Cientistas da Universidade de Genebra (UNIGE) desenvolveram uma ferramenta que utiliza luz para controlar com precisão quando e onde os medicamentos começam a fazer efeito, garantindo que funcionam exatamente onde são necessários. Para que os tratamentos medicamentosos sejam eficazes e minimizem os efeitos secundários, devem funcionar no momento e no local certos – algo que continua a ser um desafio difícil.

Um simples pulso de luz pode controlar a atividade de uma molécula em um local específico sem afetar as células circundantes, limitando assim os efeitos colaterais indesejados. Fonte da imagem: Gotta Lab - Universidade de Genebra

Agora, uma equipe de biólogos e químicos da Universidade das Nações Unidas criou um sistema que ativa moléculas com breves pulsos de luz de apenas alguns segundos. Ao testar uma proteína essencial para a divisão celular, o método poderá ser aplicado a outras moléculas, com aplicações promissoras tanto na investigação como na medicina. Poderia até melhorar os tratamentos existentes, como os do cancro da pele. As descobertas foram publicadas recentemente na Nature Communications.

Depois que a droga entra no corpo humano, ela não afeta apenas o órgão alvo, mas também se espalha por todo o corpo, afetando todo o corpo. Esta falta de precisão pode levar a dois riscos principais: o medicamento pode não atingir eficazmente o local alvo, reduzindo a eficácia pretendida, ou pode causar efeitos secundários graves. Só na Suíça, milhares de pessoas sofrem efeitos secundários graves relacionados com medicamentos todos os anos.

A ideia é simples: ativar o medicamento justamente em um local pré-determinado. Porém, transformar essa ideia em realidade é complexo. Se for bem-sucedida, esta abordagem poderá permitir aos cientistas ativar ou desativar proteínas em regiões específicas do corpo, permitindo-lhes compreender melhor a sua função e melhorar os tratamentos direcionados.

“Tudo começou com este problema metodológico”, lembra Monika Gota, professora do Departamento de Fisiologia Celular e Metabolismo da Faculdade de Medicina da Escola de Educação da UNU, que co-iniciou e coordenou o estudo com Nikolai Winsinger, professor do Departamento de Química Orgânica da Faculdade de Ciências da Escola de Educação da UNU. “Estávamos procurando uma forma de inibir a Plk1, proteína envolvida na divisão celular, quando e onde queríamos entender melhor sua função durante o desenvolvimento do organismo”.

"Ao combinar conhecimentos em química e biologia, os cientistas projetaram a molécula do inibidor Plk1 para que pudesse ser ativada por pulsos de luz. Através de um processo complexo, bloqueamos o sítio ativo do inibidor com um derivado cumarínico, um composto encontrado naturalmente em certas plantas." disse a primeira autora Victoria von Glasenapp, pesquisadora de pós-doutorado nos laboratórios do Professor Gota no Departamento de Medicina e do Professor Wenzinger na Escola de Ciências.

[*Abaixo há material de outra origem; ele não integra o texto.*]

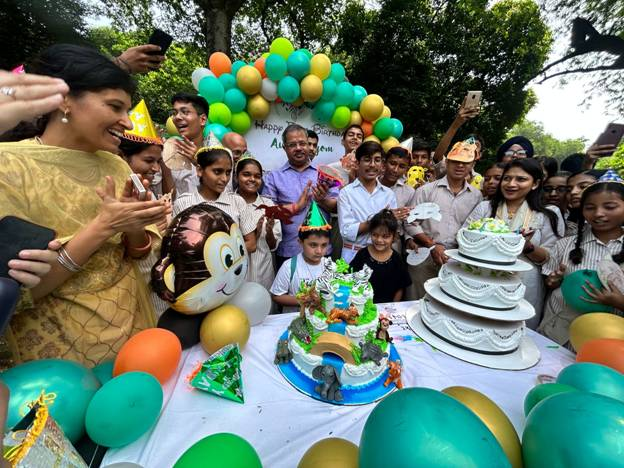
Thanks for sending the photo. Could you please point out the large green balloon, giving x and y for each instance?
(275, 67)
(424, 427)
(211, 89)
(574, 430)
(124, 409)
(594, 378)
(72, 384)
(222, 450)
(543, 391)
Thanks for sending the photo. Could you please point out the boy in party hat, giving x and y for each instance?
(306, 266)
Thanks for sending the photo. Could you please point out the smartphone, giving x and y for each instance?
(162, 39)
(17, 234)
(138, 186)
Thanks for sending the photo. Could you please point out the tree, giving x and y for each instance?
(422, 56)
(544, 143)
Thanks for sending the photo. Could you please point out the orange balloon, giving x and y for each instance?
(259, 64)
(367, 127)
(219, 63)
(156, 351)
(606, 351)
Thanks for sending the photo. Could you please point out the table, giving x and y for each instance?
(282, 423)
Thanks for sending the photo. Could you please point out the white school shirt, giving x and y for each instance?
(284, 284)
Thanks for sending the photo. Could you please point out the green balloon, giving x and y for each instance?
(211, 89)
(235, 99)
(383, 128)
(124, 409)
(341, 117)
(574, 430)
(594, 378)
(427, 428)
(572, 291)
(220, 113)
(323, 111)
(543, 391)
(241, 122)
(288, 89)
(275, 67)
(223, 450)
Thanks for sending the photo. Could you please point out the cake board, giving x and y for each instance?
(527, 355)
(351, 397)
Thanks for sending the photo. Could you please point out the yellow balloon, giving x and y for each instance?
(595, 325)
(311, 88)
(371, 107)
(258, 108)
(222, 326)
(356, 118)
(494, 418)
(390, 143)
(331, 453)
(249, 79)
(320, 66)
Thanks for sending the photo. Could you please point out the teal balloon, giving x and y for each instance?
(211, 89)
(574, 430)
(397, 128)
(337, 73)
(288, 89)
(572, 291)
(594, 378)
(104, 371)
(329, 89)
(275, 67)
(341, 117)
(359, 93)
(383, 128)
(298, 65)
(344, 94)
(543, 391)
(235, 99)
(323, 111)
(73, 384)
(427, 428)
(223, 450)
(228, 81)
(124, 409)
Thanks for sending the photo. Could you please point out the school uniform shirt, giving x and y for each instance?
(388, 277)
(557, 315)
(287, 282)
(356, 205)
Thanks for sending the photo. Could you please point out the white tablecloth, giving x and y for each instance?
(282, 423)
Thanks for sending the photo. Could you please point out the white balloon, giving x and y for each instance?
(269, 90)
(253, 299)
(198, 74)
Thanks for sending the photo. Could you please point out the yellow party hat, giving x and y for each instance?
(143, 130)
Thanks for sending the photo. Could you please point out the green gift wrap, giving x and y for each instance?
(221, 374)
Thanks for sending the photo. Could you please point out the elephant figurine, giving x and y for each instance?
(329, 389)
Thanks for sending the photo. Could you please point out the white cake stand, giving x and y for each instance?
(527, 354)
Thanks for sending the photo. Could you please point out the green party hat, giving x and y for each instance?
(315, 221)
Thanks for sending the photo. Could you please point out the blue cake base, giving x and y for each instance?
(364, 395)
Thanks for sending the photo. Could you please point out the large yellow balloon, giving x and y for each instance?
(249, 79)
(494, 418)
(258, 108)
(311, 88)
(371, 107)
(320, 66)
(595, 325)
(330, 453)
(222, 326)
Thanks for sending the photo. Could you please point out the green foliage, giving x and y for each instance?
(544, 143)
(422, 56)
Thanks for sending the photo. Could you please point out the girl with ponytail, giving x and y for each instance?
(599, 235)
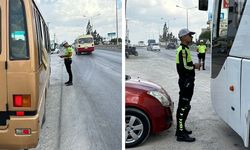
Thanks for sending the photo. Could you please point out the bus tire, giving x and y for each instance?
(140, 119)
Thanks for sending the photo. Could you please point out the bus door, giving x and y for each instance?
(3, 63)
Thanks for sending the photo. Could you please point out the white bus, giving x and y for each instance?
(230, 64)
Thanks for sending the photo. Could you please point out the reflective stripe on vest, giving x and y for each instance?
(69, 50)
(202, 48)
(186, 59)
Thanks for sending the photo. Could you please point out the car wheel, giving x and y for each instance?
(137, 127)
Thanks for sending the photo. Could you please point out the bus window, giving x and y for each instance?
(38, 36)
(18, 31)
(85, 40)
(225, 31)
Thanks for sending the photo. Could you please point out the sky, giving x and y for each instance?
(146, 18)
(68, 19)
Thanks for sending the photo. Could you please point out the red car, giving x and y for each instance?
(148, 110)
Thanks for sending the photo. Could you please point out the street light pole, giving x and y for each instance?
(186, 11)
(116, 22)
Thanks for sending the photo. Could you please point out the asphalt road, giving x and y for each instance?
(87, 115)
(210, 131)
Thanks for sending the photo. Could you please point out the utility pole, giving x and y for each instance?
(54, 41)
(116, 22)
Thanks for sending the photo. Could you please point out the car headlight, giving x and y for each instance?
(162, 98)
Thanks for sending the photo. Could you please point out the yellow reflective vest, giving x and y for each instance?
(202, 48)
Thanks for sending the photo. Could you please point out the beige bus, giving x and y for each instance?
(24, 73)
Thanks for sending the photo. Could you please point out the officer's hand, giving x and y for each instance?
(197, 65)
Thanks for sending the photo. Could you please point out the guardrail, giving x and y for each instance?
(117, 48)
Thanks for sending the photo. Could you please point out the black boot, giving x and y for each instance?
(187, 109)
(183, 137)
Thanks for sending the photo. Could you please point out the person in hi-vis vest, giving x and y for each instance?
(202, 49)
(67, 61)
(185, 69)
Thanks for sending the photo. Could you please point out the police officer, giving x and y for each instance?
(185, 69)
(67, 61)
(201, 49)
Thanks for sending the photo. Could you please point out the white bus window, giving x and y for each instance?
(227, 23)
(18, 31)
(85, 40)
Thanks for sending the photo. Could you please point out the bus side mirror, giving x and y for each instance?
(203, 5)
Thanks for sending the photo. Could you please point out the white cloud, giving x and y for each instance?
(144, 18)
(67, 19)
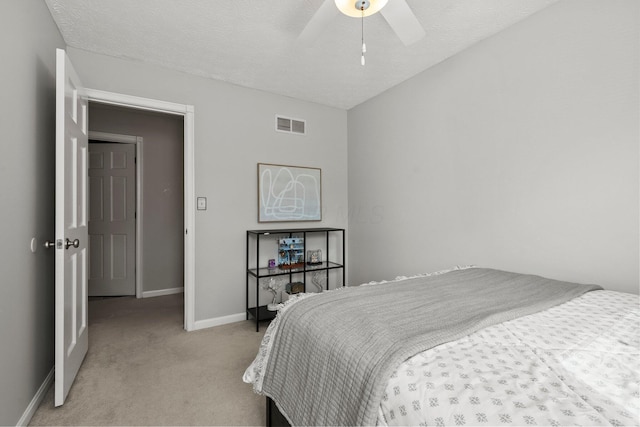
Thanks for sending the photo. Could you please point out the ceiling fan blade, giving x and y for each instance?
(319, 22)
(401, 18)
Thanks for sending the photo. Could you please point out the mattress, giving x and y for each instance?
(574, 364)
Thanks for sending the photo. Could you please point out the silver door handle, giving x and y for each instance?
(75, 243)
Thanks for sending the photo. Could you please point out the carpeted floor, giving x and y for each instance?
(142, 368)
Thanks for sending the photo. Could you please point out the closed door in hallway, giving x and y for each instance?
(112, 223)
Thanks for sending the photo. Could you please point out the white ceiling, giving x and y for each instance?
(253, 43)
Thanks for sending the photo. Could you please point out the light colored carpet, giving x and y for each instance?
(142, 368)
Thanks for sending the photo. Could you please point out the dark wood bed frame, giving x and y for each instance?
(274, 416)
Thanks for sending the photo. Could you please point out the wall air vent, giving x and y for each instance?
(289, 125)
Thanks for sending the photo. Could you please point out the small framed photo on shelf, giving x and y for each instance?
(314, 257)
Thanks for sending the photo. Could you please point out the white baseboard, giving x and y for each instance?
(37, 399)
(217, 321)
(161, 292)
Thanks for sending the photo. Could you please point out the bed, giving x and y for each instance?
(467, 346)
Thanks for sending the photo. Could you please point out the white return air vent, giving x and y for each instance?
(289, 125)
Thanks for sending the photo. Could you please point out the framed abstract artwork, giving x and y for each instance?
(289, 193)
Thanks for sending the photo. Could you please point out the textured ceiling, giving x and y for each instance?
(255, 43)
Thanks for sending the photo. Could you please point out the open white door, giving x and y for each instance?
(71, 234)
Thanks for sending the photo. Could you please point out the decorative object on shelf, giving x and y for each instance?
(294, 288)
(288, 193)
(273, 285)
(318, 278)
(291, 252)
(314, 257)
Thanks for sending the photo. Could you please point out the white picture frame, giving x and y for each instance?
(289, 193)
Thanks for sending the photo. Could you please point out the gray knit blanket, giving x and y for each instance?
(334, 353)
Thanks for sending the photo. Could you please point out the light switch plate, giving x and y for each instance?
(202, 203)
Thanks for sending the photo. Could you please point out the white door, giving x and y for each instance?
(71, 336)
(112, 222)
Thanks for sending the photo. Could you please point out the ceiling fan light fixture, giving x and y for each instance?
(354, 8)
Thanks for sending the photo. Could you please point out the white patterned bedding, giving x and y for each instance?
(575, 364)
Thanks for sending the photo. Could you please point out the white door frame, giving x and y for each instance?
(187, 111)
(138, 141)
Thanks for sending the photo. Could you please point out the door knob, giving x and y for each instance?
(75, 243)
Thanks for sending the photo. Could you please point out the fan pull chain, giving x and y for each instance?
(364, 46)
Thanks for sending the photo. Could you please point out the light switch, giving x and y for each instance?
(202, 203)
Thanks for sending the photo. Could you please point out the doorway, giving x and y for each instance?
(186, 113)
(154, 219)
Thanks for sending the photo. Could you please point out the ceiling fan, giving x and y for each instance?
(397, 13)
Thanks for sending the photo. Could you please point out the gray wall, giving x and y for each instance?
(27, 171)
(234, 130)
(163, 195)
(520, 153)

“O desafio para nós continuou a ser encontrar uma maneira de ancorar o inibidor no local exato do corpo onde ele precisa agir”, explica Nicholas-Winsinger. “Portanto, modificamos o inibidor para que ele ficasse preso na célula-alvo, adicionando uma âncora molecular que só é liberada sob a luz”. Isso nos permitiu ativar e ancorar o inibidor com o mesmo pulso de luz, inativando assim o Plk1 e interrompendo a divisão celular no local exato desejado. "

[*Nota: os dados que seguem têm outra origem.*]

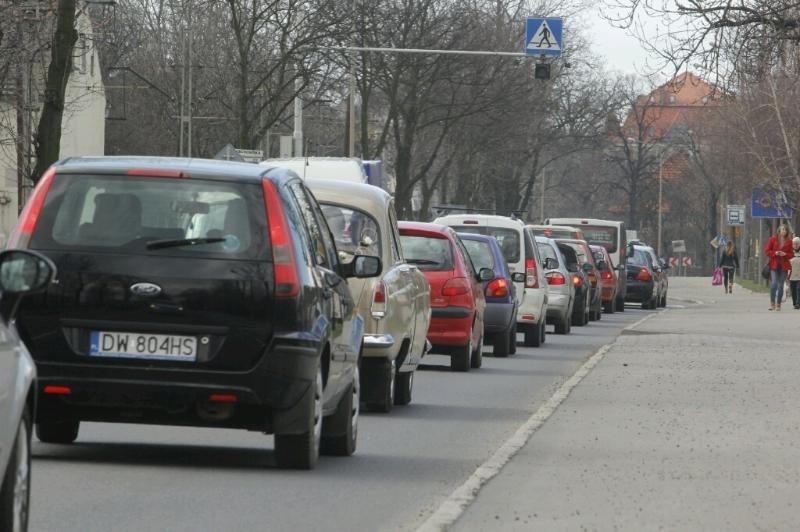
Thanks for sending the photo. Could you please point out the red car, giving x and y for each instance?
(457, 299)
(608, 278)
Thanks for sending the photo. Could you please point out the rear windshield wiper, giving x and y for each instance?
(180, 242)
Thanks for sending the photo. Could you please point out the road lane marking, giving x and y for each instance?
(457, 503)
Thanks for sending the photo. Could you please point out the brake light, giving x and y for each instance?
(156, 172)
(51, 389)
(21, 236)
(378, 309)
(497, 288)
(287, 283)
(531, 279)
(455, 287)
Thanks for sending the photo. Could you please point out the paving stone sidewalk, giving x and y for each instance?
(691, 421)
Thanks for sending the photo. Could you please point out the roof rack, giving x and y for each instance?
(442, 210)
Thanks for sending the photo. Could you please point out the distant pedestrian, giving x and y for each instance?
(779, 251)
(729, 262)
(794, 274)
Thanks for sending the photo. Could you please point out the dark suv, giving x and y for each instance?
(192, 292)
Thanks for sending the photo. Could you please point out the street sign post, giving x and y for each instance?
(735, 214)
(543, 36)
(769, 204)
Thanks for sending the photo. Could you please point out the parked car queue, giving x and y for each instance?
(220, 294)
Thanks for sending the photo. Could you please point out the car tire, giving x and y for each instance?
(340, 429)
(562, 325)
(460, 358)
(16, 483)
(476, 358)
(301, 451)
(502, 343)
(403, 386)
(63, 432)
(388, 387)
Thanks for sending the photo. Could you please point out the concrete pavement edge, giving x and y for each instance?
(459, 500)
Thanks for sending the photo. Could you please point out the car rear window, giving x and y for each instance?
(354, 231)
(601, 236)
(480, 253)
(547, 252)
(432, 254)
(507, 238)
(125, 214)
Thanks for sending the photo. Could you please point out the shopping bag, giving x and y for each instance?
(716, 278)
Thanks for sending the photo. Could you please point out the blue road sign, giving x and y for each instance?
(543, 36)
(769, 204)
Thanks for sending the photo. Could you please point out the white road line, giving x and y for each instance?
(457, 503)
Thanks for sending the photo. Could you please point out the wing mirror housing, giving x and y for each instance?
(361, 267)
(486, 274)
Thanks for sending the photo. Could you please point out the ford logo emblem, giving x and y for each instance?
(145, 289)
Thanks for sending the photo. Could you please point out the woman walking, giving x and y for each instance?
(729, 262)
(794, 274)
(779, 251)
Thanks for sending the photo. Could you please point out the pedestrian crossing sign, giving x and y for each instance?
(543, 36)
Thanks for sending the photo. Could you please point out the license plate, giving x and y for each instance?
(138, 345)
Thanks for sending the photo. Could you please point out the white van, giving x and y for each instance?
(612, 236)
(341, 168)
(522, 255)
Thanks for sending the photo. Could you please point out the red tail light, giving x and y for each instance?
(378, 309)
(531, 279)
(455, 287)
(497, 288)
(21, 236)
(287, 283)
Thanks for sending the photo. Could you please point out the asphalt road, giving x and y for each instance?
(149, 478)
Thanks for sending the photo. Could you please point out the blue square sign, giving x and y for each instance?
(543, 36)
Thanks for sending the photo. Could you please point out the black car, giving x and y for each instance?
(192, 292)
(644, 283)
(580, 279)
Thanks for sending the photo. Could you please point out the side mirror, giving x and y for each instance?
(362, 266)
(22, 272)
(486, 274)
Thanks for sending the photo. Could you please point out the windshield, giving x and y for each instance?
(480, 253)
(507, 238)
(354, 231)
(601, 236)
(126, 214)
(427, 253)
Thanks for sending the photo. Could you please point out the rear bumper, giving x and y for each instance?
(498, 317)
(450, 326)
(266, 396)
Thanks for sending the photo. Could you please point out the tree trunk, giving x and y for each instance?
(48, 133)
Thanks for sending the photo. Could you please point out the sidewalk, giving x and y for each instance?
(691, 421)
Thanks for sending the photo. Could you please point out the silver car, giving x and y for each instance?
(561, 291)
(21, 272)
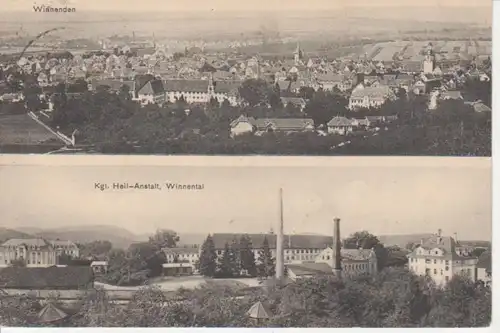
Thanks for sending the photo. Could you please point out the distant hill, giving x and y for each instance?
(192, 238)
(119, 237)
(402, 240)
(6, 234)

O sistema desenvolvido pelos cientistas pode usar a luz para controlar a atividade das moléculas dos organismos no espaço e no tempo. Pode ser aplicado a uma variedade de moléculas, ativando o medicamento somente quando necessário. Assim, no futuro, um simples laser poderá ativar o tratamento exatamente onde é necessário, poupando ao mesmo tempo o tecido saudável circundante e limitando assim os efeitos secundários indesejados. “Esperamos que nossas ferramentas sejam amplamente utilizadas, permitindo uma melhor compreensão do funcionamento dos organismos e, no longo prazo, o desenvolvimento de tratamentos específicos para locais”, finaliza Monica Gotta.